Shouto nods; he puts the bowl on his coffee table, too high and comfortable and fuzzy to care about bringing it back to the kitchen. He slumps back into the couch again, slouching to the side and into Bakugou, who is still eating. “You’re a really good cook,” Shouto mumbles. Bakugou makes a kind of humming sound, and he doesn’t push Shouto away, and everything is warm and floaty and fuzzy, and Bakugou smells like smoke, and when he's finished eating he puts the bowl on the coffee table, too. He reaches out an arm and— pulls Shouto into him, arm wrapped around his shoulders, and this… this is cuddling, right? Like, Shouto can't think of a single other way to describe this other than cuddling.
He doesn't dare mention it. Never look a cuddling Bakugou in the mouth, or whatever the saying is. Much like refusing to bring attention to the fact that Bakugou is still here at all, despite Shouto’s less than pressing head injury. He’s afraid if he looks at it directly it’ll disappear, so he stays secure against Bakugou’s side and watches the movie. He doesn’t pay much attention to it, though; he’s distracted by Bakugou’s gentle breathing, the rise and fall of his chest, the twitching of his fingers against Shouto’s shoulder or the way he fiddles with the sleeve of Shouto’s shirt. He’s paying such careful attention to Bakugou that it doesn’t take him long to pick up on it.

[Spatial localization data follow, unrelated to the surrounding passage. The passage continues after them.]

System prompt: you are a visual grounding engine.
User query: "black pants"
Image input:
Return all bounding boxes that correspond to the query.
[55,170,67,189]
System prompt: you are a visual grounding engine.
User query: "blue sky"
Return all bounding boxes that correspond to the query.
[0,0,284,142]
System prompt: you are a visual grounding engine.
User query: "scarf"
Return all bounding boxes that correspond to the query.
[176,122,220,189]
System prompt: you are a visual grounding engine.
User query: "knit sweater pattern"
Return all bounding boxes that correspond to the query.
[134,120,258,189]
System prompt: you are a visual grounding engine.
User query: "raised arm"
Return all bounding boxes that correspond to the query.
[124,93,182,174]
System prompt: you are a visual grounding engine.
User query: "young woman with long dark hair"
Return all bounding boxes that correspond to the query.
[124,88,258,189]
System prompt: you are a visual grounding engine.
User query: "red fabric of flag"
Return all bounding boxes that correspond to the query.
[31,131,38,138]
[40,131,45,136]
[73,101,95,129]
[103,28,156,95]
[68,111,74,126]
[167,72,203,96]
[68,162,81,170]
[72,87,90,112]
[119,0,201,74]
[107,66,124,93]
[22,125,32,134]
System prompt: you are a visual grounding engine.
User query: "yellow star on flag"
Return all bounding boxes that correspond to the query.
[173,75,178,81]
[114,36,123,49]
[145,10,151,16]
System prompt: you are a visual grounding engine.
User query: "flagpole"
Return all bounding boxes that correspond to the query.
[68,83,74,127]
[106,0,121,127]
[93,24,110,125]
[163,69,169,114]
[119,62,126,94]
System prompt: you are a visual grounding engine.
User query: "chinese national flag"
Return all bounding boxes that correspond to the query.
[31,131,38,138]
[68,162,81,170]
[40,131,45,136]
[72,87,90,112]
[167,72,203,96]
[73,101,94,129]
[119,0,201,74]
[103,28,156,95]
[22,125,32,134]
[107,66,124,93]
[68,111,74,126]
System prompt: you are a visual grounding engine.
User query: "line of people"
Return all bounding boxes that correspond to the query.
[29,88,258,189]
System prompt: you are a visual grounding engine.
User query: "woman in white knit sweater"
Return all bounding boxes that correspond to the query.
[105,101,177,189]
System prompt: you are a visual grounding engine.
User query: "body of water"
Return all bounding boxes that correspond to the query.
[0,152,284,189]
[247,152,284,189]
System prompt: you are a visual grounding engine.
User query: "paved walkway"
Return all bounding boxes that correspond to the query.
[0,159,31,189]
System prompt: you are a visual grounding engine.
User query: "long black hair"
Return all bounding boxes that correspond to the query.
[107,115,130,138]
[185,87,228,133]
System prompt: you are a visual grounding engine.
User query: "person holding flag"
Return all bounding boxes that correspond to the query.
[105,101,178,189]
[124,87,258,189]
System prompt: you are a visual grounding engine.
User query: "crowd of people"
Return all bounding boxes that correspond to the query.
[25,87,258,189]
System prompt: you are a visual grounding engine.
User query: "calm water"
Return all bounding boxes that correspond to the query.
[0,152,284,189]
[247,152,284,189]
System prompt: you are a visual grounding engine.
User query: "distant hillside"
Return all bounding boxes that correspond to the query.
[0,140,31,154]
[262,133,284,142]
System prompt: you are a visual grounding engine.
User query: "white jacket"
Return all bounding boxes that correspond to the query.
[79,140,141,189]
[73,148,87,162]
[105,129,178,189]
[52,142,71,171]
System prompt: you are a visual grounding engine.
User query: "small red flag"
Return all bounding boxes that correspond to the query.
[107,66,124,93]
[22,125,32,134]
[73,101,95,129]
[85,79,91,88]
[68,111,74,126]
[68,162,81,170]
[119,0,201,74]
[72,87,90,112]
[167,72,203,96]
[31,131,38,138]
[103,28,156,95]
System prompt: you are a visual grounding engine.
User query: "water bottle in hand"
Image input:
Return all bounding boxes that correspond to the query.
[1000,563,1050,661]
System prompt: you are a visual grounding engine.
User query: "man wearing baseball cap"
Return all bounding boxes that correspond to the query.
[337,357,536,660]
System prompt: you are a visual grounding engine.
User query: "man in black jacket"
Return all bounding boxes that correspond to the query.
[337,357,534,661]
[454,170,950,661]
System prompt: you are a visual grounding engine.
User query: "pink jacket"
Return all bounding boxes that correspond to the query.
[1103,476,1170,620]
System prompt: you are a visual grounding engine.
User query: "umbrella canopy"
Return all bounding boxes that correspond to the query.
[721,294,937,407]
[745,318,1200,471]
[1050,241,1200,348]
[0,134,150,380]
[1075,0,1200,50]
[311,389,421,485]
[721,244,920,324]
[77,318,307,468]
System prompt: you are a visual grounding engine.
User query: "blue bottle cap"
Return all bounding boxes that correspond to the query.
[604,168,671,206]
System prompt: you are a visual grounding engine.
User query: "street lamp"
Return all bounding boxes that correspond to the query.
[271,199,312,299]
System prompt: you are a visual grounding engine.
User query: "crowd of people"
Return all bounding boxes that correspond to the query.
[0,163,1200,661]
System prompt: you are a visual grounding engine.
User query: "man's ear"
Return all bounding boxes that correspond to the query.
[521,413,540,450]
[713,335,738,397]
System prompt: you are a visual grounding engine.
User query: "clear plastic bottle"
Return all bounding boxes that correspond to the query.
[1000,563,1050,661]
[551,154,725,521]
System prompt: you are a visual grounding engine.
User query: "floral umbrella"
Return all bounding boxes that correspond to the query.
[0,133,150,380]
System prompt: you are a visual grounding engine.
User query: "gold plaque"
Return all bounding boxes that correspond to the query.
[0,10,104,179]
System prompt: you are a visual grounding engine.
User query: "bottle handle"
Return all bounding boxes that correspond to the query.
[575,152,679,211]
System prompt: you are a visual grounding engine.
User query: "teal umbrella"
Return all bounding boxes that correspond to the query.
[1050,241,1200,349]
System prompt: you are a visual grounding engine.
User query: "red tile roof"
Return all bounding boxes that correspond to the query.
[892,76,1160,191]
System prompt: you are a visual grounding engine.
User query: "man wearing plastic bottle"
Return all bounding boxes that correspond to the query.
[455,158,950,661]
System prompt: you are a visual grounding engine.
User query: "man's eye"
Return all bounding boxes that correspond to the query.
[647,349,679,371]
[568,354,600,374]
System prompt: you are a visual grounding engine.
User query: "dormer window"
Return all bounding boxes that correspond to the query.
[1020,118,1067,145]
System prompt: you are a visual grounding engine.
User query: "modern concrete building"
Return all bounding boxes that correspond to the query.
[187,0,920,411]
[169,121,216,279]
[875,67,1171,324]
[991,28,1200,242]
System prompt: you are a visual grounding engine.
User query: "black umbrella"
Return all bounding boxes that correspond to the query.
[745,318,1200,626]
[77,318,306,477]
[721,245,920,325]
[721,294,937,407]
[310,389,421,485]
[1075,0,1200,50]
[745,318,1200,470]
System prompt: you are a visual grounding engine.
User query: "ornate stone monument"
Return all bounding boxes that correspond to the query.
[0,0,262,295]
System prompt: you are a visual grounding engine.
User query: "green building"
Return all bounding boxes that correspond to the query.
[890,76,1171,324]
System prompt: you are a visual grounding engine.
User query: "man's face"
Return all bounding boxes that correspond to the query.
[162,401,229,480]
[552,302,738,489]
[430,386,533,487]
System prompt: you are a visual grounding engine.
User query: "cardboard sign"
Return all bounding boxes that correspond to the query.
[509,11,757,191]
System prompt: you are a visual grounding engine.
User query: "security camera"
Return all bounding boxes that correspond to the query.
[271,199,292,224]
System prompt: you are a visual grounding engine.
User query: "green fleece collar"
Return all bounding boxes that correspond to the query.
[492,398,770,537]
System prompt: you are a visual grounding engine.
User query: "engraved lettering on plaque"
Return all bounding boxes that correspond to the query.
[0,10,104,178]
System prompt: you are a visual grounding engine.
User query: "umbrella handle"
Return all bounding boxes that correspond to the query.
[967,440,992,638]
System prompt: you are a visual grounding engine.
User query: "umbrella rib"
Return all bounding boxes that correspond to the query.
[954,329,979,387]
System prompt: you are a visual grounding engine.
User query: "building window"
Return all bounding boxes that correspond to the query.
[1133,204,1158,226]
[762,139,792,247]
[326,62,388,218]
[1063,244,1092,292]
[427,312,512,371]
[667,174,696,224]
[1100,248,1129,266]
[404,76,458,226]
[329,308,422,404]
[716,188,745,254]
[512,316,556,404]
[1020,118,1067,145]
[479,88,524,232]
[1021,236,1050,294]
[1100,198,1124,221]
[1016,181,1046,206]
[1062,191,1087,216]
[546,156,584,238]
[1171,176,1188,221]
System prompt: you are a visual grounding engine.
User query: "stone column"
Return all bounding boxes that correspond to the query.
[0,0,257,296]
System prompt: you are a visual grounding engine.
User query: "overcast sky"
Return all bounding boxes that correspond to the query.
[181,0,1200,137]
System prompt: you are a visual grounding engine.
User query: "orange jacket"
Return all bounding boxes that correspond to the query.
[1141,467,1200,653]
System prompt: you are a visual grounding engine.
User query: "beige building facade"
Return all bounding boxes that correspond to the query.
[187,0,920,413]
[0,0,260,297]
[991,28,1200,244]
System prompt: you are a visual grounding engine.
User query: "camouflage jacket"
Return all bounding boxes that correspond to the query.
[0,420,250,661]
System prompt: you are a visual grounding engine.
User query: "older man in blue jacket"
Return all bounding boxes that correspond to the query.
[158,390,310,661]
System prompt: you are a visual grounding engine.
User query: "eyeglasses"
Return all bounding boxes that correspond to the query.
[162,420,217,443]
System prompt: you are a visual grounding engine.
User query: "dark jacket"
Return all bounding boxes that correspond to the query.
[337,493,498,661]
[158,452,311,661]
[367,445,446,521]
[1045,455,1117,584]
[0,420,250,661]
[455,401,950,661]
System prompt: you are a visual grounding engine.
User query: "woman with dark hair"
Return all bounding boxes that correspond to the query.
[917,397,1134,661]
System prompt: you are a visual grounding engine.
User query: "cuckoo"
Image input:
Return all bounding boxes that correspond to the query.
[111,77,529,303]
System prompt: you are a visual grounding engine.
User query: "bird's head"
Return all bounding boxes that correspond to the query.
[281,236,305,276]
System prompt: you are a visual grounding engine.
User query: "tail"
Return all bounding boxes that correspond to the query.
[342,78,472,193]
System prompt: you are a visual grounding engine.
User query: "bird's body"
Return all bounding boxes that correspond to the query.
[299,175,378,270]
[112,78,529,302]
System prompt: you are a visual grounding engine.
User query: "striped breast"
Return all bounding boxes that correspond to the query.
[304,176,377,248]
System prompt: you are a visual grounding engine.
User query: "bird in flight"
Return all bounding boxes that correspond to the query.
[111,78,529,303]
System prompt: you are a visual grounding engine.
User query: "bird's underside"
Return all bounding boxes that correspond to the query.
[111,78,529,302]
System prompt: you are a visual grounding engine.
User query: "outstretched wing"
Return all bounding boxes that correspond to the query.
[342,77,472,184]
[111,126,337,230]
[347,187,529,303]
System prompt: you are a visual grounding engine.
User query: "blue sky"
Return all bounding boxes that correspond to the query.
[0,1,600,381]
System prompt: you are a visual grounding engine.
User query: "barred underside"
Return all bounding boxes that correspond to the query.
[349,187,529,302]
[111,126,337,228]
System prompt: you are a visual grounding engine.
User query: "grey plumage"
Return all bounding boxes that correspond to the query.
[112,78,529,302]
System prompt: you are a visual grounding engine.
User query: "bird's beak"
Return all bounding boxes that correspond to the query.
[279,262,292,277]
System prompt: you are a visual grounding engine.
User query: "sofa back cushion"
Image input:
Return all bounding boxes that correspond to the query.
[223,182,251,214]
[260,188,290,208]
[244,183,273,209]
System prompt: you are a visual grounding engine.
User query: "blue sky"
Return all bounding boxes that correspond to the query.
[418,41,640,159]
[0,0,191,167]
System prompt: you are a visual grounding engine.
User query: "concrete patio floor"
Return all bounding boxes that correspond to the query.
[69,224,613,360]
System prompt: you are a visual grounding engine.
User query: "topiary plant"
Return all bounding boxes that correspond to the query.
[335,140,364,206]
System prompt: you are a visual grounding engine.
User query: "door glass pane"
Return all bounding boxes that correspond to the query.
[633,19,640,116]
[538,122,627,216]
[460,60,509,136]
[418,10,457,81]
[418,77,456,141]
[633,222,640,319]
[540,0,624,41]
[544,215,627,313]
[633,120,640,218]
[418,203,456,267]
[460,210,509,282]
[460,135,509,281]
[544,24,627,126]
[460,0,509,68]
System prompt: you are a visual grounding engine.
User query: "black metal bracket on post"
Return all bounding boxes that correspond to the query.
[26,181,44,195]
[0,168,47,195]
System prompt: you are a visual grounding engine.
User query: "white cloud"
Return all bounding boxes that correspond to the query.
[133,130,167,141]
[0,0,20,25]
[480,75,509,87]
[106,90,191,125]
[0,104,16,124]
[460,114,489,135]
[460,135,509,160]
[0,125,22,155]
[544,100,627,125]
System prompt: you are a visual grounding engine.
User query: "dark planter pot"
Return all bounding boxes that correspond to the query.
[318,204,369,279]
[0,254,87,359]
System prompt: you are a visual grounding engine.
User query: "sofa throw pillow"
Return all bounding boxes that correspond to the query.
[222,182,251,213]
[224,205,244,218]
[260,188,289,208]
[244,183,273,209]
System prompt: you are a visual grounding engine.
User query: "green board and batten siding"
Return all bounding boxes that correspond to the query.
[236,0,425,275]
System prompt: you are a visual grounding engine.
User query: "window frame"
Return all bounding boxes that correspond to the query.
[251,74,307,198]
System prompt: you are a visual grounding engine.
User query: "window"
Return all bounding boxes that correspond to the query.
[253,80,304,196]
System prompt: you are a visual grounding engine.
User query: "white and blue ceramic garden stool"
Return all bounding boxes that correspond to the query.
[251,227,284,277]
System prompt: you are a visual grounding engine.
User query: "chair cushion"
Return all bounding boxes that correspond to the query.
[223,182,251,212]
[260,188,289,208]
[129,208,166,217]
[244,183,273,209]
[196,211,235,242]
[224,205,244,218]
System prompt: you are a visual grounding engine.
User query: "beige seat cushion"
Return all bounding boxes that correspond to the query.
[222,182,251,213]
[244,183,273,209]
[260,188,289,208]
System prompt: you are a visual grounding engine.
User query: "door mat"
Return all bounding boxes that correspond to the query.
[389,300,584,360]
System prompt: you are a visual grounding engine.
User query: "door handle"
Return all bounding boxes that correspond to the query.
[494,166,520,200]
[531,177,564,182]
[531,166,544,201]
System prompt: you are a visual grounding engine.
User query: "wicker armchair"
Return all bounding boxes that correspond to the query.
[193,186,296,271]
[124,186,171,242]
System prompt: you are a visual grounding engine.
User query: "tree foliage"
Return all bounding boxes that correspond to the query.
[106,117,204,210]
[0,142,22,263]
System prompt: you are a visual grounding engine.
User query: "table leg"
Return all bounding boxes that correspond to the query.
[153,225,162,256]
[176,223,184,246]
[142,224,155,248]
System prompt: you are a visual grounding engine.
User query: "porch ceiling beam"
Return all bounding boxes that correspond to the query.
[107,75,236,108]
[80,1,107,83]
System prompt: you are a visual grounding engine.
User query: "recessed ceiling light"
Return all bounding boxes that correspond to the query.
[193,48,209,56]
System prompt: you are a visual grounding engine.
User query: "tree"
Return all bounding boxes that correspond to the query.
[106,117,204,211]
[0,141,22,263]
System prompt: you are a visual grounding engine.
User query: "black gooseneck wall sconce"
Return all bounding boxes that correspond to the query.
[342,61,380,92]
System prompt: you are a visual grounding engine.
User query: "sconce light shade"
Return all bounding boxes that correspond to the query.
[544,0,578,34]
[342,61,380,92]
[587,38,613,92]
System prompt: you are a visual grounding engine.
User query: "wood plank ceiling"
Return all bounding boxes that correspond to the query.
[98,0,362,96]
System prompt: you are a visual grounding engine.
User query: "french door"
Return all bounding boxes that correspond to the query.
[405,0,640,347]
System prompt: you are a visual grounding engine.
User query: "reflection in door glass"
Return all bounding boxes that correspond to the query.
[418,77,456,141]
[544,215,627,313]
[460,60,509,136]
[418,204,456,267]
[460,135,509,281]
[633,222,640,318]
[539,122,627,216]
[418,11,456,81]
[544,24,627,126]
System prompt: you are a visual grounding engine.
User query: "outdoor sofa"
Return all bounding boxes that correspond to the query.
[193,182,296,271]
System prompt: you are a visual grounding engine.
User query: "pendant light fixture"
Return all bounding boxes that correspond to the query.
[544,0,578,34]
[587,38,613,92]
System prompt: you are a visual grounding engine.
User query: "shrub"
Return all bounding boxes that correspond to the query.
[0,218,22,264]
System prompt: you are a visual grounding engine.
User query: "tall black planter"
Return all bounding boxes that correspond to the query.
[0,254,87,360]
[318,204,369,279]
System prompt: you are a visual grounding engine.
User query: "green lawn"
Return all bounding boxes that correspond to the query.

“Are you mouthing all the words?”
He is, he definitely is. Even if Shouto hadn’t been close enough to hear, he would have been able to tell from the defensive glare Bakugou gives him. Shouto had gotten pretty good at deciphering the meanings behind each of Bakugou’s glares.
“Shut up,” he says, another sure fire sign. Bakugou never lied— he just didn’t answer.
“You’ve watched this a lot.” It’s not a question, and Bakugou can’t deny it. A red flush spreads over his cheekbones, and Shouto wants to press his mouth to it.
“Shut up,” he says again. “Izuku and I watched this nonstop when we were kids.”
Shouto feels something strange at that, some unwelcome feeling in his chest when Bakugou mentions Midoriya, at the intimate sound of his name on Bakugou’s lips. He thinks it might be jealousy, and this upsets Shouto. Midoriya is a good friend, and Shouto should be happy that Bakugou has someone like that.
But he still feels that ugly feeling deep inside him at the thought. He’d never had friends growing up— and even though he knows that what Bakugou and Midoriya had growing up can’t really be classified as friendship, he still envies them that history and the way it brought them closer.
“You don’t have to stop,” Shouto says. “I didn’t mean to embarrass you.”
“Who’s embarrassed,” Bakugou denies. His fingers are still playing with the fabric of Shouto’s shirt, and he can feel Bakugou’s heart beating. Everything feels like it’s in high definition. If Shouto turned his head, he’d be able to count Bakugou’s eyelashes.
They go back to watching. Bakugou continues to mouth every word, and at some point his fingers slip up beneath Shouto’s sleeve and start tracing circles into Shouto’s bare skin. Shouto hopes Bakugou can’t feel the way his skin erupts into goosebumps at his touch. He’s not sure if it’s the pot or just Bakugou that’s making him feel like this, so calm and content, but Shouto thinks he could pass the rest of his life right here and be perfectly happy.
The movie ends eventually. Bakugou hums the theme to the credits and then turns off the television. He makes no motion to move, though, and so Shouto doesn’t either, staying tucked into his side.
“How’s your head?”
Shouto considers this. “Fuzzy.”
“S’that from the pot or the concussion?”
“I don’t have a concussion,” Shouto says stubbornly. Bakugou ignores that, and the hand that had been tracing shapes into his arm moves up. Bakugou’s fingers probe at Shouto’s skull with more gentleness than he thought Bakugou capable of. Shouto idly wonders if he’d actually died during the fight today and this was his version of heaven.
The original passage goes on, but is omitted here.